Group Your Virtual Machines

Virtualization lets you place a server on whichever host is available, helping to maximize resources, but it can also make security more complex and costly. For example, a VM that processes sensitive data requires stricter controls than a VM that handles less sensitive data. If you spread sensitive machines across multiple hosts, you need to apply the relevant controls to each host.

You should classify data according to sensitivity and manage your VMs based on the data they contain - this lets you place all sensitive VMs on a restricted host (or small set of hosts). Avoid mixing VMs that process sensitive and non-sensitive data. Grouping your VMs based on data classification enhances security and minimizes complexity and costs.

Separate VM groups also help you adjust your incident management processes without significantly increasing your budget.

Isolate Hyper V Traffic Using a Secure Network

To keep your traffic secure, you need to understand which traffic must not traverse user networks. You should isolate sensitive traffic, restricting it to dedicated virtual or physical network segments.

Examples of sensitive traffic include cluster and replication traffic, server backbone traffic, and communications between Hyper V hosts and storage arrays. You should encrypt such traffic wherever possible. Hyper V offers native options for encrypting migration traffic and VM state, although you might want to use encryption protocols like IPsec.

Protect Virtual Machines Using Guarded Fabric

Rogue administrators are a major risk to virtualized servers. Rogue admins can copy VMs to a removable media device, delete the originals, and run the VMs on unauthorized hosts. You can leverage the Hyper V guarded fabric to protect against VM leakage like this. A VM protected by guarded fabric is known as a shielded VM.

Shielded VMs are virtual machines encrypted with BitLocker and only run on authorized Hyper V hosts. Guarded fabric infrastructure lets you encrypt shielded VMs and determine which hosts are authorized to run them. Guarded fabric encompasses Microsoft's Host Guardian Service (HGS), which you can run in highly available configurations such as multiple shielded VMs and guarded Hyper V hosts.

Gen 2 VMs can run on Windows Server 2012 Hyper V or later and support VM shielding, while HGS only runs on Windows Server 2016 or later. With Windows Server 2019, Microsoft introduced Linux VM support and an offline feature. The offline mode ensures that shielded VMs continue functioning if they lose connectivity to HGS.

Seize Compromised Virtual Servers

If a server is compromised (or a criminal used it), you may need to seize it to enable forensic analysis. It might be difficult to retain RAM content for evidentiary purposes. If, for example, you remove power from a physical server to mitigate the impact of a breach on your business, you might also cut off potential clues that forensics can analyze. You don't have to lose the attacker's footprints with virtualized servers.

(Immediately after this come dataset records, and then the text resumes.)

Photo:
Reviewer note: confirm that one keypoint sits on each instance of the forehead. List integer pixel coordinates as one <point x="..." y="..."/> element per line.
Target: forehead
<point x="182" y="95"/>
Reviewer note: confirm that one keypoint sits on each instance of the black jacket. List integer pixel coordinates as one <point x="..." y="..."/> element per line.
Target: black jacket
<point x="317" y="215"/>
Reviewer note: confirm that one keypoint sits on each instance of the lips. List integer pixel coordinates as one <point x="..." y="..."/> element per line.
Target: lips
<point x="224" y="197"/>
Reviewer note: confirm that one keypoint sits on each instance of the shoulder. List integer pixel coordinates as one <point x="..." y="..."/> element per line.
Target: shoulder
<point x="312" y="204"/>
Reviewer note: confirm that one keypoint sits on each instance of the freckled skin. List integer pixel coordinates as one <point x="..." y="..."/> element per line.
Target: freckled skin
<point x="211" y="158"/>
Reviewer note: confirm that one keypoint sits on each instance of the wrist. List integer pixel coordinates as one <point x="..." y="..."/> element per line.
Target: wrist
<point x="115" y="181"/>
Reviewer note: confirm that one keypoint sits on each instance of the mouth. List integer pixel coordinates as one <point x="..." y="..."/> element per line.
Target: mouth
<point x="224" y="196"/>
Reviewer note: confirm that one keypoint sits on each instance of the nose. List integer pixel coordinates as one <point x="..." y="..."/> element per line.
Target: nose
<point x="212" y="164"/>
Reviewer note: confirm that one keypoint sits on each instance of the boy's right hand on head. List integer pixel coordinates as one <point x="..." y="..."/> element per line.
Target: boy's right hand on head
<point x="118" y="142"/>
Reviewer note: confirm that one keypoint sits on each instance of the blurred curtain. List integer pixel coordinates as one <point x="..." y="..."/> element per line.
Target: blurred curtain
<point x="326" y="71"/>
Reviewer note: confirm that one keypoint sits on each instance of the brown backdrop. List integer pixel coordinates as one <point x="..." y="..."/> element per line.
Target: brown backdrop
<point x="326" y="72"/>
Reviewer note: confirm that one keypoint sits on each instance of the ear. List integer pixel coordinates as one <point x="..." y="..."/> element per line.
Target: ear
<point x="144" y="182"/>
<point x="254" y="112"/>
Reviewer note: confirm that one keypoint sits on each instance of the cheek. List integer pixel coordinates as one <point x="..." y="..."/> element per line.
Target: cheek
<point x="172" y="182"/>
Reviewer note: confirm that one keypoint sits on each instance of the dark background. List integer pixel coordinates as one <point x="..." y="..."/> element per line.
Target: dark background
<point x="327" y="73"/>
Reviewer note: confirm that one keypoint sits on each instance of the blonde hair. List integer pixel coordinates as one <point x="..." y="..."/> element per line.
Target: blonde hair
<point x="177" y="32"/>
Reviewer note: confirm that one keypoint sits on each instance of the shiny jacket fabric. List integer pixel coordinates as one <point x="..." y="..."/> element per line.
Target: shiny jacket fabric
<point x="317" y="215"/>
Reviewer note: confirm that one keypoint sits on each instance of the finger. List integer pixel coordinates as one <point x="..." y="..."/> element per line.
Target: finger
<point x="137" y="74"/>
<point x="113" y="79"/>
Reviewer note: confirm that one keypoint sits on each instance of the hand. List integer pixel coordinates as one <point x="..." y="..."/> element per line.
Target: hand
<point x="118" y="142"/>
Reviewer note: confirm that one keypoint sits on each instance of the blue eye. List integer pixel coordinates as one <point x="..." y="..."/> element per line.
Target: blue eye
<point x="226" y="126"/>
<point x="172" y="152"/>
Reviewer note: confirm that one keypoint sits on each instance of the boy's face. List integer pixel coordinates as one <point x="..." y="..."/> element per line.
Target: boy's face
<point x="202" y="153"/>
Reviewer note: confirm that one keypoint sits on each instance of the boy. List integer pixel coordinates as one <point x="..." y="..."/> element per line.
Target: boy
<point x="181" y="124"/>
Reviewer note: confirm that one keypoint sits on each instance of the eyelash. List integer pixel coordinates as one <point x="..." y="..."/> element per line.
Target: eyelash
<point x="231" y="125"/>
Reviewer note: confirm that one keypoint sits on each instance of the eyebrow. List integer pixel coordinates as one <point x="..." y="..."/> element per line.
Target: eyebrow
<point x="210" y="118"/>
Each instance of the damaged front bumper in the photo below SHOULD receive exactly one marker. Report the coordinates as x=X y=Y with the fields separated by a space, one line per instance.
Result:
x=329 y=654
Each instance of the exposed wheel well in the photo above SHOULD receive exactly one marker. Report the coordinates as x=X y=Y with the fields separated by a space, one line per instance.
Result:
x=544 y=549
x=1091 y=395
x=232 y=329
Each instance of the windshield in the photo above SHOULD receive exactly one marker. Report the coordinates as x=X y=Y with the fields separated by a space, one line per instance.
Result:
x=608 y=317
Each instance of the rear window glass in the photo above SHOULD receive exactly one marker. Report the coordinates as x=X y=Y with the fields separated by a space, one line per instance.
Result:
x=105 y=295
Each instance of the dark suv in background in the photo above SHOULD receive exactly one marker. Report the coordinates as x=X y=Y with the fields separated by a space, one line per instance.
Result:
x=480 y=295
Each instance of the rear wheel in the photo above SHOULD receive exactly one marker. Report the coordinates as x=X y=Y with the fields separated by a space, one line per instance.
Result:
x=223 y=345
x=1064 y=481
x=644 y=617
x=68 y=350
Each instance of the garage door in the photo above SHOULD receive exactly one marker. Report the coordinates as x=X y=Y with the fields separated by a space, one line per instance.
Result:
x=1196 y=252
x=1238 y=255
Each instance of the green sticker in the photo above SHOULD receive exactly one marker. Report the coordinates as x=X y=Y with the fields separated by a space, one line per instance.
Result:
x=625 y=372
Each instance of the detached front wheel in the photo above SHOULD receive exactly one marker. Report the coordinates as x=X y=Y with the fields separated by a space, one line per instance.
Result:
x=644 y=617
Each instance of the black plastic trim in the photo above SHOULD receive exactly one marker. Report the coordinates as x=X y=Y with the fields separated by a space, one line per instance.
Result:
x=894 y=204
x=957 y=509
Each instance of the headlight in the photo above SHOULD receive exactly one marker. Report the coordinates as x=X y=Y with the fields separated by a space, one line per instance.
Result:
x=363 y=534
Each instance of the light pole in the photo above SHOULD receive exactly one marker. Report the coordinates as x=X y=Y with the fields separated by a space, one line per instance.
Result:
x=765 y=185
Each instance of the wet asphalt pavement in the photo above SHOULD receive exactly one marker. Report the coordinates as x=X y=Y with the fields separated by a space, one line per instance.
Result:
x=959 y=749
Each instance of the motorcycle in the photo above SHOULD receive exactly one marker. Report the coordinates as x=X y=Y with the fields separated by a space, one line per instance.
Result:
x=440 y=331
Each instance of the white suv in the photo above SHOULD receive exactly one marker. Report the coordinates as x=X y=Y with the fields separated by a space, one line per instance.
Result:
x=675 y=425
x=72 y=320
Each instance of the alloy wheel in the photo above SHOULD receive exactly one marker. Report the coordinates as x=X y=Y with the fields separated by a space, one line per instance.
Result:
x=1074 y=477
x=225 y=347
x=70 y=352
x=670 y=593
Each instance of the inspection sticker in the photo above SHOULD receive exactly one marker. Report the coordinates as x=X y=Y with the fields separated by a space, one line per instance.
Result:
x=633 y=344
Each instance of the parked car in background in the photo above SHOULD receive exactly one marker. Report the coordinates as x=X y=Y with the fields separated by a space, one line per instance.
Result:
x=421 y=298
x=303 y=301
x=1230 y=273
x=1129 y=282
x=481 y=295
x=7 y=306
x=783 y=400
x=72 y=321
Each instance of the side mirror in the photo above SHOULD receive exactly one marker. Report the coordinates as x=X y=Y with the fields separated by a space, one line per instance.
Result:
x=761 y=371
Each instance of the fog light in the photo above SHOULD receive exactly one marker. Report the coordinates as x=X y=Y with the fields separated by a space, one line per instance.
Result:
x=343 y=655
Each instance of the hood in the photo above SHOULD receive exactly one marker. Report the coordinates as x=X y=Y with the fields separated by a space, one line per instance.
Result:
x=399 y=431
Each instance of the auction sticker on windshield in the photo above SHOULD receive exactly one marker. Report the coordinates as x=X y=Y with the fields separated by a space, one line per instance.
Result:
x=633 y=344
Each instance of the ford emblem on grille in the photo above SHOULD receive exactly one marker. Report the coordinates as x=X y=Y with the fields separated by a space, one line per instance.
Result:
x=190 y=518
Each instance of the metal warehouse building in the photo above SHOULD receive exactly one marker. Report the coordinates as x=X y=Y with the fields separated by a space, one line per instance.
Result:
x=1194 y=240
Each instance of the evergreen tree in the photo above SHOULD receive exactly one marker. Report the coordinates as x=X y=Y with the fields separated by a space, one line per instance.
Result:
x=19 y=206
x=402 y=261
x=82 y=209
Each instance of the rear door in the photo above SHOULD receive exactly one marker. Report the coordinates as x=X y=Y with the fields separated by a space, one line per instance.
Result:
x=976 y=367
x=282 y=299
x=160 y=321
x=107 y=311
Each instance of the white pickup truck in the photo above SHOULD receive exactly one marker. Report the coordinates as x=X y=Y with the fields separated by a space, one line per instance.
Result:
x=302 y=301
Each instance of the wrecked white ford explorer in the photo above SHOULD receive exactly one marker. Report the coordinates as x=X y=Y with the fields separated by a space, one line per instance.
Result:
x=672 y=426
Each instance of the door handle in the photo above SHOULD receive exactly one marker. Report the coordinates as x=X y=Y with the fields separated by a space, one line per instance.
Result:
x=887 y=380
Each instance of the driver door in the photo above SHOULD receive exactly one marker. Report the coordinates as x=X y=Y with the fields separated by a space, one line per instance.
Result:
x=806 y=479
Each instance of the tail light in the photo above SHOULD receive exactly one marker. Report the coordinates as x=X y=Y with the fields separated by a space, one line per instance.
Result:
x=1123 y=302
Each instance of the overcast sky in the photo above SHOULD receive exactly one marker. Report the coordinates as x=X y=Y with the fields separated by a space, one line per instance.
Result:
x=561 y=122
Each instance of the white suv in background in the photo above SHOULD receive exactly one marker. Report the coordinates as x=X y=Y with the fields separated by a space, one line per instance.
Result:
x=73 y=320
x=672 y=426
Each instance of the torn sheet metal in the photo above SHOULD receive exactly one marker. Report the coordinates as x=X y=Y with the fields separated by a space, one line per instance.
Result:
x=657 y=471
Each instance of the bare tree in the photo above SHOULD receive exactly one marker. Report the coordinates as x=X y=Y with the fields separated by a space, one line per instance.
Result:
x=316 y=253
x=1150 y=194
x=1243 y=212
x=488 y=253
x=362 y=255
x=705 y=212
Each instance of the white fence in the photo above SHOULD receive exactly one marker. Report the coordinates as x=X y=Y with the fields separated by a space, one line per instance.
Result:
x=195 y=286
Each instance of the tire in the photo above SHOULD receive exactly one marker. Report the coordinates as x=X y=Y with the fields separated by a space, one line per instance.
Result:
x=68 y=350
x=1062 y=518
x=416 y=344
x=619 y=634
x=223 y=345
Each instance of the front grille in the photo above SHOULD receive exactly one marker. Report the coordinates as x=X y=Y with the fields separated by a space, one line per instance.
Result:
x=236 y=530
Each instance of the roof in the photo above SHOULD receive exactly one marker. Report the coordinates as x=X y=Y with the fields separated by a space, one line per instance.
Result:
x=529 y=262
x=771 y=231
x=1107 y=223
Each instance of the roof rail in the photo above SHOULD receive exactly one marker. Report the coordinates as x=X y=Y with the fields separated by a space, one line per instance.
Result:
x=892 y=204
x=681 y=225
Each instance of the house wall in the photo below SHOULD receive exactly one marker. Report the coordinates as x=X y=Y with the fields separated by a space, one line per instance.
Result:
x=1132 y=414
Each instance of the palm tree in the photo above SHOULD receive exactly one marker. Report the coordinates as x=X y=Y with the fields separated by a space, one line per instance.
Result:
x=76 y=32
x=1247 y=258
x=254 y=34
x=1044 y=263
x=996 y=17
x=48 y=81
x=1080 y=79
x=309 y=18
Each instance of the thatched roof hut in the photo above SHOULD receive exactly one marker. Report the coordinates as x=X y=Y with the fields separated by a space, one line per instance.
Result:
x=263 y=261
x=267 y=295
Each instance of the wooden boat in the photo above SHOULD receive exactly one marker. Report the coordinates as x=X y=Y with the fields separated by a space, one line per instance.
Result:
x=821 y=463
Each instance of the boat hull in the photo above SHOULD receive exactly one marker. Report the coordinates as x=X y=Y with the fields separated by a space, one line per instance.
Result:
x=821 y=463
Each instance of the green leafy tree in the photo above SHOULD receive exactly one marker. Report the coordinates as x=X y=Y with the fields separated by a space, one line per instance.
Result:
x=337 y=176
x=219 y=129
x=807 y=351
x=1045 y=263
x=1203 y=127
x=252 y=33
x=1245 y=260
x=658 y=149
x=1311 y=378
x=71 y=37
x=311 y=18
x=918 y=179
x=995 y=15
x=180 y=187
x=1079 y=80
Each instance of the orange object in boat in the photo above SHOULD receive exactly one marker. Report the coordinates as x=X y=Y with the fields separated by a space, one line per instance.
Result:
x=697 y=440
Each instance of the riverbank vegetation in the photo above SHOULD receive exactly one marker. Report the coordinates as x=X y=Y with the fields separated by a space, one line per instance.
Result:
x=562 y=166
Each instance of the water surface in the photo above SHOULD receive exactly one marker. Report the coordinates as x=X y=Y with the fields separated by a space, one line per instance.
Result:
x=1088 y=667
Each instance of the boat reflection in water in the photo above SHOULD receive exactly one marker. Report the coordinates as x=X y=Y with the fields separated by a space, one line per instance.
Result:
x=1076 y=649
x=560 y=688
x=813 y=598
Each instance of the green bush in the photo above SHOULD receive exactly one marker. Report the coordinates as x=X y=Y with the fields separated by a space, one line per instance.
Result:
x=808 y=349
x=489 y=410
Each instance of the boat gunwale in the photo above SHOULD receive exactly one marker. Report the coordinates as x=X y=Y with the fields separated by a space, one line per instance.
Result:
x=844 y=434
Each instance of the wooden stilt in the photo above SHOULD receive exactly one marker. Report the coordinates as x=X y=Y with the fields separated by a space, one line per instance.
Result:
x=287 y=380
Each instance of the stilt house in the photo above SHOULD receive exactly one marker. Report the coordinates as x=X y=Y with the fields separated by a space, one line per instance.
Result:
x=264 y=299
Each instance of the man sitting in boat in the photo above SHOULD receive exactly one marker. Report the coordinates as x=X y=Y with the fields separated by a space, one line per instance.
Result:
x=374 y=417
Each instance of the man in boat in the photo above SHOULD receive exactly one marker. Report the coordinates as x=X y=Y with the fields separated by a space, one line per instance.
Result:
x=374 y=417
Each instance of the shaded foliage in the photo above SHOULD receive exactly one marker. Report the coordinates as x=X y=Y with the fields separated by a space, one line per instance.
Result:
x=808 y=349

Microsoft Hyper V offers a snapshot capability that lets you capture point-in-time images of VMs. These VM snapshots enable the creation of encapsulated server copies that preserve the conditions at the time of the breach and help inform the investigation. You can create a rich environment for forensics by recovering compromised VMs to a quarantined hardware replica.

However, you may require more than a suspension file or snapshot - you should collect all files used by your VMs when you implement your evidence strategy.

You should suspend VMs in cases where fast isolation is unnecessary or impractical. If you shut down a VM altogether, you cannot guarantee the preservation of volatile storage like RAM. Depending on your configurations, suspension can preserve evidence for forensics purposes.

Conclusion

In this article I explained the basics of Hyper V and security for virtualized workloads, and covered the following best practices that can help you secure and respond to incidents on Hyper V virtual machines:

  • Maintain visibility via monitoring solutions
  • Group virtual machines on hosts based on their sensitivity
  • Isolate Hyper V traffic via secure networking
  • Leverage BitLocker and Microsoft's Host Guardian Service (HGS)
  • Create snapshots and perform forensic investigation of compromised VMs

I hope this will be useful as you improve your security controls for your virtualized workloads.